The Abruptness of Germany's Slowdown

August 26, 2008

Some members that participate in the European Monetary Union have economies in worse shape than Germany, important countries like Italy, Spain and France.  Because Germany has the region’s largest economy and in light of the abruptness of its turn for the worse, the slowdown in Germany has hurt confidence in the euro the most.  Germany reported a trio of poor indicators today.

  1. Real GDP had expanded 2.9% per annum in the three years between 1Q05 and 1Q08 but fell 2% at a seasonally adjusted annual rate in the second quarter.  Personal consumption recorded a third consecutive quarterly drop, declining over 1.5% saar during that stretch.  A big drop in construction of 3.5% annualized was to be expected after a 5.7% jump in 1Q related to a mild winter, and this doesn’t worry me.  My concern is that other investment in machinery and equipment slid 0.5% not annualized, extending an adverse progression from increases of 1.6% in 1Q08 and 3.8% in 4Q07.  Business spending has been a mainstay of German growth in recent years and still posted a rise of 10.1% from 2Q07.  The drag of private domestic demand last quarter was mitigated by a positive 0.4 percentage point growth contribution from net foreign demand, but that boost occurred because of very weak imports (down 1.3%), not strength in exports, which actually edged 0.2% lower.  It took a long time for the German economy to reap the benefits from public- and private-sector restructuring.  As recently as 2004 and 2005, real GDP had risen only 1.2% and 0.8%.  A new period of growth well below trend seems to be now under way.
  2. National income accounts are backward-looking.  The IFO index of business sentiment in trade and industry captures the present situation and expectations of business for the coming six months.  Between end-2007 and May of this year, the IFO index had risen 0.4 points on balance, as a 1.9 point rise in present conditions slightly outweighed a 1.1-point drop in expectations.  However, in the ensuing three months, the IFO index slumped 8.6 point to 94.8, lowest since June 2005.  Current conditions fell 6.2 points, and expectations — a bellwether of how the overall index is likely to move in coming months — dropped 10.1 points.  Never before has the expectations component declined so sharply over a three-month interval.  Between readings in May and August, all key sectors deteriorated, led by retailing (down by16.8 points to -21.4) and including drops of 9.3 points in wholesale activity, 8.0 points in manufacturing, and 6.6 points in construction.  In conjunction with a composite PMI score reported for August last Thursday of 50.3, down from 52.1 in July and constituting a 61-month low, the IFO figures strongly suggest negative growth again in 3Q08 and continuing weak, and possibly negative, growth in 4Q.
  3. Today’s German consumer confidence report for September deepens the pessimism.  Such was a half-point weaker than anticipated at 1.5 after a downwardly revised 1.9 score in August, 5.6 in May, and 7.3 a year ago.  Like the composite PMI, consumer sentiment hasn’t been this weak since the middle of 2003.

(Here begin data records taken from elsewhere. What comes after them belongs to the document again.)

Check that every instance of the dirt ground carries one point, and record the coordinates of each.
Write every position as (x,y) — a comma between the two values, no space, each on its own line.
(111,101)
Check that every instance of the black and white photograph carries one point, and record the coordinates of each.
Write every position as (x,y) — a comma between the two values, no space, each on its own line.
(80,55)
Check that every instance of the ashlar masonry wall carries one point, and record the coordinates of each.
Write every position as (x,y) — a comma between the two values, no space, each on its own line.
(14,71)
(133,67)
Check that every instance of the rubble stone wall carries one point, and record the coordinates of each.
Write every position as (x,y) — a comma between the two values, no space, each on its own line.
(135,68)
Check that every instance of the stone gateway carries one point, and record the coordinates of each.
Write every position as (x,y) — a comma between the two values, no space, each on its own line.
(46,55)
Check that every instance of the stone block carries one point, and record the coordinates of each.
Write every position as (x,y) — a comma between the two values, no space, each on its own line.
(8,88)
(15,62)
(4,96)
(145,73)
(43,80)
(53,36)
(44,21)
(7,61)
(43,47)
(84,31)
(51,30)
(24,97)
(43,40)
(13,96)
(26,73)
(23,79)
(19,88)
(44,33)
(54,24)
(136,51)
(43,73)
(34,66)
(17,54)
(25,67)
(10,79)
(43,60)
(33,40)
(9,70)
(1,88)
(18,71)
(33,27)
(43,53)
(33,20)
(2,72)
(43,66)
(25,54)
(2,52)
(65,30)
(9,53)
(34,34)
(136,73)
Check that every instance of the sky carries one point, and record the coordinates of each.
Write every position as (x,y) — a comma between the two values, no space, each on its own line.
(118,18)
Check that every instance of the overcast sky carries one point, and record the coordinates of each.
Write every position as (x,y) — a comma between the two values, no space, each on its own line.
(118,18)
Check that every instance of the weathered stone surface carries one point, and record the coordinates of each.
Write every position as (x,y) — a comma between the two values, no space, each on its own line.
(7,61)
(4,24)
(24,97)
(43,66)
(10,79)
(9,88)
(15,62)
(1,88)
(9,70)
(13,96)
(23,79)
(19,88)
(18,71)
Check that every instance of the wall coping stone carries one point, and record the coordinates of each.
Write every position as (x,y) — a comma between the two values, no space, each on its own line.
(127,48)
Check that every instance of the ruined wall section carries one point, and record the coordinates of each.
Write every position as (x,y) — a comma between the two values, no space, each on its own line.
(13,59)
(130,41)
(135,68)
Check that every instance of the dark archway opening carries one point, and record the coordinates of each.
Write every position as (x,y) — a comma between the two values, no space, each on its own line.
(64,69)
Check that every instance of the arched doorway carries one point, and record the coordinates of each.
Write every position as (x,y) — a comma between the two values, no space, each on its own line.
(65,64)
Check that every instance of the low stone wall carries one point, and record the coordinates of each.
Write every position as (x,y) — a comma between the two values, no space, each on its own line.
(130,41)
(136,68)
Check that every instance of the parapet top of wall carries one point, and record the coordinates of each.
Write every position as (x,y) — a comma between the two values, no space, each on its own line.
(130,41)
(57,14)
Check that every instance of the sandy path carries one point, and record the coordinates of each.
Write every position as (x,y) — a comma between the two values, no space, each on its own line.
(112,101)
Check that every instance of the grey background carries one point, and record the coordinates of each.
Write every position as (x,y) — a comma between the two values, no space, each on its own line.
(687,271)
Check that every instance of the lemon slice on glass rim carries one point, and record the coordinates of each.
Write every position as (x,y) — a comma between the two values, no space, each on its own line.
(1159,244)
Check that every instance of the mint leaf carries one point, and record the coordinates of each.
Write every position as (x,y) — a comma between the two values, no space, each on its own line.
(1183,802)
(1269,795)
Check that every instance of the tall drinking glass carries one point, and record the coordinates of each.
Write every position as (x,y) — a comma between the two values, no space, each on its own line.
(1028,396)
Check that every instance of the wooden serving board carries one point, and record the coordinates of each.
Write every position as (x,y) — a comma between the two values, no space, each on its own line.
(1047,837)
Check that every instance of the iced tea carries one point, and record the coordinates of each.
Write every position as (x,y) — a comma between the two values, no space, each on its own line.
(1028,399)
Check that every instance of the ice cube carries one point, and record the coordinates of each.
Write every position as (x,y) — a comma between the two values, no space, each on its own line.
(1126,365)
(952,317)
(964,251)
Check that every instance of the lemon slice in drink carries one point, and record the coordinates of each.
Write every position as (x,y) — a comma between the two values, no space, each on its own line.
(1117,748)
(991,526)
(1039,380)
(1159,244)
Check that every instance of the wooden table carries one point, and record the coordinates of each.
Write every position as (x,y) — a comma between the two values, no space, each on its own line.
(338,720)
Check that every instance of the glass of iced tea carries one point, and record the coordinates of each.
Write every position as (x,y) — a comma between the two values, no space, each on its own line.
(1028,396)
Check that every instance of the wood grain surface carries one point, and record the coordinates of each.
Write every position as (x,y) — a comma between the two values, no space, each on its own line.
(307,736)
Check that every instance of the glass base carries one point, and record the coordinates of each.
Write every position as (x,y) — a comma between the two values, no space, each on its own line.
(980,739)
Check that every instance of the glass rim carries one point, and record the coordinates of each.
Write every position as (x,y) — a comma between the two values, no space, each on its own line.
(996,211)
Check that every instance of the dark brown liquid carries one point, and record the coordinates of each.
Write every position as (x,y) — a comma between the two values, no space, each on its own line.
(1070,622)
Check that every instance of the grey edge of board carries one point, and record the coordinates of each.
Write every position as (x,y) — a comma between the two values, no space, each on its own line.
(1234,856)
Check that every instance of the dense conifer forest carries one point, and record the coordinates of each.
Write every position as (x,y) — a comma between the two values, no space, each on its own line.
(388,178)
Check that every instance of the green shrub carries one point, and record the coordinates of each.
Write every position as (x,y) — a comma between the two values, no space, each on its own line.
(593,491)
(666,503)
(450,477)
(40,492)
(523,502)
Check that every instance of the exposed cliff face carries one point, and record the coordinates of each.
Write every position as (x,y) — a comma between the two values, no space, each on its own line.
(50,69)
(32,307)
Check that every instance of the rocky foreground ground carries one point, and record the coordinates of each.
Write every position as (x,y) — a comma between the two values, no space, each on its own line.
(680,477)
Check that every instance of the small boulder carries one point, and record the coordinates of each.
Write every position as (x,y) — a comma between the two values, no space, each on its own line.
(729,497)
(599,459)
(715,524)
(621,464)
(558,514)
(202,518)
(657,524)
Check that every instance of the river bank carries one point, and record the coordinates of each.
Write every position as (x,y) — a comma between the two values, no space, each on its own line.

The surprising and discouraging thing about all these poor indications is the lack of any positive reaction to a retreat in the Euro and oil prices or to the resultant fading of expectations that ECB officials might raise interest rates further.  For the month of May, EUR/USD averaged $1.5571, and oil futures posted a mean value of $134.08.  Compared to those levels, the euro and oil are presently weaker by 5.8% and 12.8%, and the ten-year bund yield is now 18 basis points lower than three months ago on May 26th.